BACKGROUND: We investigated whether resuscitation protocols to achieve and maintain urine output above a predefined threshold—including oliguria reversal as a target–prevent acute renal failure (ARF).
METHODS: We performed a systematic review and meta-analysis using studies found by searching MEDLINE, EMBASE, and references in relevant reviews and articles. We included all studies that compared “conventional fluid management” (CFM) with “goal-directed therapy” (GDT) using cardiac output, urine output, or oxygen delivery parameters and reported the occurrence of ARF in critically ill or surgical patients. We divided studies into groups with and without oliguria reversal as a target for hemodynamic optimization. We calculated the combined odds ratio (OR) and 95% confidence intervals (CIs) using random-effects meta-analysis.

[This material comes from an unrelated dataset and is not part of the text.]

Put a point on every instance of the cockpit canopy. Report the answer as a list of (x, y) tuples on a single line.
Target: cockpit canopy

RESULTS: We based our analyses on 28 studies. In the overall analysis, GDT resulted in less ARF than CFM (OR, 0.58; 95% CI, 0.44–0.76; P < 0.001; I2 = 34.3%; n = 28). GDT without oliguria reversal as a target resulted in less ARF (OR, 0.45; 95% CI, 0.34–0.61; P < 0.001; I2 = 7.1%; n = 7) when compared with CFM with oliguria reversal as a target. The studies comparing GDT with CFM in which the reversal of oliguria was targeted in both or in neither group did not provide enough evidence to conclude a superiority of GDT (targeting oliguria reversal in both protocols: OR, 0.63; 95% CI, 0.36–1.10; P = 0.09; I2 = 48.6%; n = 9, and in neither protocol: OR, 0.66; 95% CI, 0.37–1.16; P = 0.14; I2 = 20.2%; n = 12).
CONCLUSIONS: Current literature favors targeting circulatory optimization by GDT without targeting oliguria reversal to prevent ARF. Future studies are needed to investigate the hypothesis that targeting oliguria reversal does not prevent ARF in critically ill and surgical patients.